When I was younger, brimming with an entire universe of secret worlds, I thought this set me apart from everyone else. After all, none of my friends had characters banging on the inside of their skulls and threatening death and dismemberment unless they hurried up and finished the dang book. (True story. Please don’t call the mental health police.)
In fact, outside the online community, where it seems everyone and their illiterate cousin is writing a book, you many never once run into another writer in the wild–and if you do, you’ll most likely be too buttoned-up for either of you to know it.
But that’s okay, because everyone has a secret world. We writers just have this overwhelming drive, like all other artists, to share ours with others. And for some reason, we think this makes us special, when all it does is isolate us from those who cannot help but fail to “get it.”
Because that’s the thing about secret worlds. They’re intensely personal, the sum of all our life’s experiences, and how can we possibly hope to properly articulate that? Sometimes I envy all those people who are content to simply occupy their secret worlds, never once feeling the urge to share it with others. It would certainly make relationships a whole lot less complicated.

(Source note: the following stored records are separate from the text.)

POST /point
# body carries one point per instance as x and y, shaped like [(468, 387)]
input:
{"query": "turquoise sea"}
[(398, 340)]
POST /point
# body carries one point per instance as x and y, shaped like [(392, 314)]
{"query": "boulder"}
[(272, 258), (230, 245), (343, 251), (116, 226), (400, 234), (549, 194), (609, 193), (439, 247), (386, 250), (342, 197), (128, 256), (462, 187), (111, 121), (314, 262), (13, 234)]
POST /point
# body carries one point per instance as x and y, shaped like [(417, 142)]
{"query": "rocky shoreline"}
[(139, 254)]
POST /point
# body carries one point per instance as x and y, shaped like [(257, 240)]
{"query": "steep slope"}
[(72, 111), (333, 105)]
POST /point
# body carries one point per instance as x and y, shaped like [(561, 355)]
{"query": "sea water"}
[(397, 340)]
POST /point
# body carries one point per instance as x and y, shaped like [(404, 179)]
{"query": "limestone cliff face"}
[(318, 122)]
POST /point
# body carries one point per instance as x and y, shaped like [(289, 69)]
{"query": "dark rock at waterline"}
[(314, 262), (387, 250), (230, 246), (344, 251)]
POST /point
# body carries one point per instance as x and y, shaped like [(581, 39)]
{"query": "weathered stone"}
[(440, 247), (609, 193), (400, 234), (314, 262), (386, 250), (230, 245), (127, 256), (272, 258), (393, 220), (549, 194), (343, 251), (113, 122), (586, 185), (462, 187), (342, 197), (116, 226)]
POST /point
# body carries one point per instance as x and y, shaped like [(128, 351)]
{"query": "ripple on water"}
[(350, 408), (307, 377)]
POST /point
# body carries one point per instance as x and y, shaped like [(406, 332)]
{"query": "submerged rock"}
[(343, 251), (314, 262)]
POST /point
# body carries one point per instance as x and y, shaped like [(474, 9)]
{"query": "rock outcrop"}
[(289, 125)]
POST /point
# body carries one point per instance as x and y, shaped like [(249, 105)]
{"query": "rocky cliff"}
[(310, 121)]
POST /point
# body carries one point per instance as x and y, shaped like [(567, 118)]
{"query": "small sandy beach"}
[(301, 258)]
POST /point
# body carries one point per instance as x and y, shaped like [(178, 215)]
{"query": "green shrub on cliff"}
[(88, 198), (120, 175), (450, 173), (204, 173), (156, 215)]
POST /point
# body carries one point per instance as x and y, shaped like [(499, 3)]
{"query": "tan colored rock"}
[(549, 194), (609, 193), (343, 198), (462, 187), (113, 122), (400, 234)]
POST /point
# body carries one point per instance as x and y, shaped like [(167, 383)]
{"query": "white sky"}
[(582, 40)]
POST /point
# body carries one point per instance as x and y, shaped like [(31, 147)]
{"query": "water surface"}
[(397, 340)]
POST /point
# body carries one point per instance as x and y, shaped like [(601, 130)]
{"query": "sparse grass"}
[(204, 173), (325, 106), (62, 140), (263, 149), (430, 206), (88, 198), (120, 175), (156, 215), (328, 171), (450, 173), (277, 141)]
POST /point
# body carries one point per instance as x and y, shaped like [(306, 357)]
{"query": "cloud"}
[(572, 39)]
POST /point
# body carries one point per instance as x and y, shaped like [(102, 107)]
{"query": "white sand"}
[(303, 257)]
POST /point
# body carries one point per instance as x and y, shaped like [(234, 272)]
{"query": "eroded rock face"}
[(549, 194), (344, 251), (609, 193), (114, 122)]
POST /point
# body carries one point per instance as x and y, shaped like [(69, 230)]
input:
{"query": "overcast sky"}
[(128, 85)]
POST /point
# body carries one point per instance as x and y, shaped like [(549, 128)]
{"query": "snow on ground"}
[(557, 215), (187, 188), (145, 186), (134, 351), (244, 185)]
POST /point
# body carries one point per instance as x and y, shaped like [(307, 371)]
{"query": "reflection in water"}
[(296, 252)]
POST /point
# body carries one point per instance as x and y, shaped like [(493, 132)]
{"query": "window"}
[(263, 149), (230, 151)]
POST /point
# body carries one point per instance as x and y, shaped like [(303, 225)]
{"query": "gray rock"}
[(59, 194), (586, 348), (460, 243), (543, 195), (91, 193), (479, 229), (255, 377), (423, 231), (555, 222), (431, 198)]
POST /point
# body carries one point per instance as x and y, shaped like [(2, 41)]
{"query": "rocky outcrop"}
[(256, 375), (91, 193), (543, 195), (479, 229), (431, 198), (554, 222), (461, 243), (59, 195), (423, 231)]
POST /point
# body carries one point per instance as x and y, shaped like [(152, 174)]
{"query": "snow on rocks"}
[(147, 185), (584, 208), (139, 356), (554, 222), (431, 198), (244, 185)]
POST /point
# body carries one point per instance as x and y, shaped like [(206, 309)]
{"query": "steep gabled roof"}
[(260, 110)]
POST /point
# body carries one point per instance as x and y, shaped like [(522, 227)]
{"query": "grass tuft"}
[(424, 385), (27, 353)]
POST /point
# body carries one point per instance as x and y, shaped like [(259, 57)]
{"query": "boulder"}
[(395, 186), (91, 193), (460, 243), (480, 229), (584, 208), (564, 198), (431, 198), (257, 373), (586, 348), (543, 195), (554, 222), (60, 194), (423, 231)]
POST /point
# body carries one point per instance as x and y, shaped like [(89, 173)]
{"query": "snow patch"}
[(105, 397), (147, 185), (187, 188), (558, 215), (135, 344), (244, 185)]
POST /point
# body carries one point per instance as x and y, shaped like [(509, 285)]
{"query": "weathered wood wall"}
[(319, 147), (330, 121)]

I have a piece of personal writing planned for an upcoming post, but first I wanted to write about the ability writing has to isolate us from the rest of the world–because that piece clearly illustrates how I let that happen. And there’s the key: I let it happen. I made the choice to go where my friend could not hope to follow, then held it against her to the point of souring our relationship.
The truth is no one can follow us into our secret worlds, not even other writers. That’s why we put so many hours in front of a keyboard or holding a pen: we desperately want to communicate our worlds in ways others can understand. Without others, we’re alone.
The title of my personal piece is “How To Lose A Friend,” and I wrote it a couple of years ago during a particularly low point of my life. Naturally, in trying to make sense of it, I blamed it on someone else (which is so easy to do when you’re no longer speaking). Even though I’m happy to report we’ve patched things up, having both gone through the painful process of growing up and experiencing life’s uncertainties, I feel compelled to share this piece because I think it’s a mindset we writers fall into so easily: Us and Them. Us, the great misunderstood, and Them, the uncultured cretins.
(What’s particularly interesting about it, I think, is the friend I lost happens to be an artist herself, and a rather good one. Make of that what you will.)
I’ve taken the liberty of changing her name, not because I’m afraid someone might recognize her, but because in the end, it wasn’t really about her. It was about my narrow-minded selfishness. I chose to isolate myself within my world, and I paid the price most bitterly. I can only hope that I don’t make the same mistake again.